In collaboration with prominent domestic and international brain researchers, we have participated in several important studies using FAST. In collaboration with Dr. Baljit S. Khakh at UCLA and his colleagues, we addressed all astrocytes in the brain and revealed their whole picture [15]. As a result, we revealed the molecular basis of astrocyte diversity and morphological complexity and unexpectedly discovered several Alzheimer’s disease risk genes in the genes related to astrocyte morphology [15]. In collaboration with Dr. Ayako M. Watabe at the Jikei University School of Medicine and her colleagues, we addressed fear-induced suppression of feeding and showed that the parasubthalamic nucleus innervated by the lateral parabrachial nucleus is critically implicated in avoidance behaviors, aversive learning, and suppressed feeding [16]. We have been involved in other studies promoting our understanding of brain mechanisms.
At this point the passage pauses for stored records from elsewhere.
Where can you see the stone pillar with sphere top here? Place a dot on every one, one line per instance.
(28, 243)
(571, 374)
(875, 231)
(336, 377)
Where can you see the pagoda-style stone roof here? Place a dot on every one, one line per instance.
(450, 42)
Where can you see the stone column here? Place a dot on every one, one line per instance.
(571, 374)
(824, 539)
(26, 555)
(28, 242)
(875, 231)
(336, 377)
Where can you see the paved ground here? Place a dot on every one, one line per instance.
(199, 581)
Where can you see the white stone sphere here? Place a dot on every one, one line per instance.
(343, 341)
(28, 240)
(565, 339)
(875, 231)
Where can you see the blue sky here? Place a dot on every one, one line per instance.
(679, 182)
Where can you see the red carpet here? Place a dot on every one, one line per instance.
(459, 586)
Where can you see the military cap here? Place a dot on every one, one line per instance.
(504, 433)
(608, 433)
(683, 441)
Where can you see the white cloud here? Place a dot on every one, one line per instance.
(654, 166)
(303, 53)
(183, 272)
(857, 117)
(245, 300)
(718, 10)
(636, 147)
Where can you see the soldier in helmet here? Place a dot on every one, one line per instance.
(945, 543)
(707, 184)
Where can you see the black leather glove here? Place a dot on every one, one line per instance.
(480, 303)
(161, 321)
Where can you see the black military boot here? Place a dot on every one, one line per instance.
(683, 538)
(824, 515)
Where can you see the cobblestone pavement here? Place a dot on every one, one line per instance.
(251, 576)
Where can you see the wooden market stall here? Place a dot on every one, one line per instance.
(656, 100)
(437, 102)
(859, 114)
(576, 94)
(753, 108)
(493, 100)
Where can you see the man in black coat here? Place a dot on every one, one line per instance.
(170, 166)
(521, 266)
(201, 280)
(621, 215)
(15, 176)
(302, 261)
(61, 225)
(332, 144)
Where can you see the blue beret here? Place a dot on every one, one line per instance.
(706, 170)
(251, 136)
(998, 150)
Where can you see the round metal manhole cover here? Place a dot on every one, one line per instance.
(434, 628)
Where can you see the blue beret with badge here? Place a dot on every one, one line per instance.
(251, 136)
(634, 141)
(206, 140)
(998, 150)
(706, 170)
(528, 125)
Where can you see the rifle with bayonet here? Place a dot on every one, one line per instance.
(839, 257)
As described above, we have conducted studies that observe all tissue cells unbiasedly without depending on specific hypotheses or established theories. Combining the study with various brain science research methods led to the proposal of new hypotheses and the discovery of starting points for research. Finally, we hope that FAST and AMATERAS will become “technological Singularity,” triggering technological changes that contribute to a deeper understanding of biology and the related fields.